I’m currently teaching a Sunday School class using Donald Miller‘s “Blue Like Jazz” as the text. (There’s a quote from the book in an earlier post.) Chris had been trying to get me to read the book for some time, and he finally sent me a link to an excerpt of the book at the Christianity Today web site.
You really need to read the excerpt, but since some of you won’t, it — like much of “Blue Like Jazz” — concerns Miller’s experience with a group of Christians on the campus of Reed College in Portland, Ore., which has been described as one of the most irreligious in the nation. The campus has an annual Renaissance Fair, the scene of a lot of hedonistic, destructive behavior. One of Miller’s friends came up with the idea of opening a confession booth — but when revelers came inside, they were startled that it was the representative “Christian” inside who began confessing to them. He explains the idea this way:
We are going to confess that, as followers of Jesus, we have not been very loving; we have been bitter, and for that we are sorry. We will apologize for the Crusades, we will apologize for televangelists, we will apologize for neglecting the poor and the lonely, we will ask them to forgive us, and we will tell them that in our selfishness, we have misrepresented Jesus on this campus. We will tell people who come into the booth that Jesus loves them.
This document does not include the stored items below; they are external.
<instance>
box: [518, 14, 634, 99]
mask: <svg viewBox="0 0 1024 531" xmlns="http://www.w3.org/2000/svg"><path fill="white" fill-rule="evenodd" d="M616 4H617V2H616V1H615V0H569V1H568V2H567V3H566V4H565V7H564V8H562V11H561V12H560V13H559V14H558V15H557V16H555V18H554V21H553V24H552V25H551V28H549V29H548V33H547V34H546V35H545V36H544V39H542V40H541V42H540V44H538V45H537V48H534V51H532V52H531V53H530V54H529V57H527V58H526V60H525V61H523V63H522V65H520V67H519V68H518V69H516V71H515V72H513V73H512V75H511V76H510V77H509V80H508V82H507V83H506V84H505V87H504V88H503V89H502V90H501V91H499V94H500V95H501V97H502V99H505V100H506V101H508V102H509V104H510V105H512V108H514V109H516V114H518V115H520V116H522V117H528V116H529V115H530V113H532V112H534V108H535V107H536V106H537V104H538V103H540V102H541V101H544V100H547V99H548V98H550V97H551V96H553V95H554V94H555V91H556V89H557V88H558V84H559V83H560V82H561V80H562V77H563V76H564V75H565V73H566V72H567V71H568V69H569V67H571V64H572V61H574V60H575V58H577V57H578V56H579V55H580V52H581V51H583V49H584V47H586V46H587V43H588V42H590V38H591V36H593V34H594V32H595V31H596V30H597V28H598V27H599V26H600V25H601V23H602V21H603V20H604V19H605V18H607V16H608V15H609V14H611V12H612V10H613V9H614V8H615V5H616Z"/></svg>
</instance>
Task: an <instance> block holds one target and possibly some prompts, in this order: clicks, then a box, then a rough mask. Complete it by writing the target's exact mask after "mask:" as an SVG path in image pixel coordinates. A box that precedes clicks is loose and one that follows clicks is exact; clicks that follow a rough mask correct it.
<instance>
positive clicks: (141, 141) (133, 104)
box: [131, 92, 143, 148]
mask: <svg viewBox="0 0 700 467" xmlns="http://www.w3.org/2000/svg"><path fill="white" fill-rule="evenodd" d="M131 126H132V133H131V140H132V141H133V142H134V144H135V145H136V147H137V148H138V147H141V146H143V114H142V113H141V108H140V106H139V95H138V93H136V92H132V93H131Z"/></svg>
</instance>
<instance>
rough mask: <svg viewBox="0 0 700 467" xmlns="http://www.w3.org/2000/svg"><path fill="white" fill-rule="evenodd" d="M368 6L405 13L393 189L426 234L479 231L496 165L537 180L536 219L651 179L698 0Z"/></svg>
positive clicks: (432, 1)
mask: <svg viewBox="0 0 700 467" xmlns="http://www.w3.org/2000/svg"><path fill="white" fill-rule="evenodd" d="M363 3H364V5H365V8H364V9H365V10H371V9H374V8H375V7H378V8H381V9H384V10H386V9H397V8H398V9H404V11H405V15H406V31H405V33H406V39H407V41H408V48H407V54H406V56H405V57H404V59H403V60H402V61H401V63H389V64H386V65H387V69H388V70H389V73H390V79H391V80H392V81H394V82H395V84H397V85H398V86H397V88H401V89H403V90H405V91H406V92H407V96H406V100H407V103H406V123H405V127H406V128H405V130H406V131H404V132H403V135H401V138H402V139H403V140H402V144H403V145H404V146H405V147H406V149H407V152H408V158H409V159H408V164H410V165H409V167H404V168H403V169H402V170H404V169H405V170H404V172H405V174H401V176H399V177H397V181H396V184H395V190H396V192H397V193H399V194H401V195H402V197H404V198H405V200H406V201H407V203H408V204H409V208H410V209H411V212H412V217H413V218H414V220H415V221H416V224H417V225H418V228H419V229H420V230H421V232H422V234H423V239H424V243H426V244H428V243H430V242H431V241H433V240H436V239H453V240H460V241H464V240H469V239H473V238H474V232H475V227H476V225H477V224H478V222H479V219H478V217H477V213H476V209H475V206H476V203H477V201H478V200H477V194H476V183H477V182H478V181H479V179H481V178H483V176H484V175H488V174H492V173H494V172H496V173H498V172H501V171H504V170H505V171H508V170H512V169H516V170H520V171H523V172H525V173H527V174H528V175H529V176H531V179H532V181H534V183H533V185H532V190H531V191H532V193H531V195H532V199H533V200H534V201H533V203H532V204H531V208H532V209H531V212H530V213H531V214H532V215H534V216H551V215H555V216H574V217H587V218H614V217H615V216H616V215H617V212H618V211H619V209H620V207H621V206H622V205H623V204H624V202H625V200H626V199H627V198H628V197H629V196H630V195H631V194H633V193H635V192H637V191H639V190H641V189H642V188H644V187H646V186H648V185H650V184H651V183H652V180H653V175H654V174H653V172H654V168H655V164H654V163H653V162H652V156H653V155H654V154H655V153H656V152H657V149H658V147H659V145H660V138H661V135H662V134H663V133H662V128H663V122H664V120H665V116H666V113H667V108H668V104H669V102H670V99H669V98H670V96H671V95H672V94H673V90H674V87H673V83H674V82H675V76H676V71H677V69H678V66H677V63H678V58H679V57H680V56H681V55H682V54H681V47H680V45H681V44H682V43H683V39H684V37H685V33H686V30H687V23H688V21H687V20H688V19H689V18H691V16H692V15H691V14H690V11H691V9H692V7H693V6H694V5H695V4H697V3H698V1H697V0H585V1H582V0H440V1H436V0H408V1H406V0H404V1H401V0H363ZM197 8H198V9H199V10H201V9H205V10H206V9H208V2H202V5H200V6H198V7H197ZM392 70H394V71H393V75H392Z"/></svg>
As a Christian, I am constantly embarrassed by stupid and even evil things that are done in the name of Christ. I grieve over the Inquisition and various other holy wars and atrocities that have been committed over the years by people who claimed to be Christians. (By the same token, a lot of revisionist modern-day critics conveniently ignore the hospitals and universities, symphonies and paintings produced in Jesus’ name over the centuries.)
Tonight on “The Daily Show,” Rob Corddry was doing the “This Week In God” segment when he made a joking reference to Buddhists being “such [wussies] that they don’t even believe in killing in the name of their religion” or something like that.
How do I, as a Christian, reconcile my faith with the evil things that have been done in its name? There have been evil things done in the name of science, evil things done in the name of freedom, evil things done in the name of love. That doesn’t mean that science, or freedom, or love are evil; it means they are powerful and can be distorted or perverted into things that bear no real relationship to the original ideals.
Even so, perhaps I need to worry more about the ways in which I personally embarrass the name of Christ. Donald Miller and his friends apologized not only for televangelists but for the ways in which they, themselves, had sometimes fallen short of Christ’s example.
The awareness of my own sinfulness is a key to letting God find me in the first place; the continued awareness of it may be a key to humility, and — as Donald and his friends discovered — humility can be a key to opening a dialogue with people about the faith.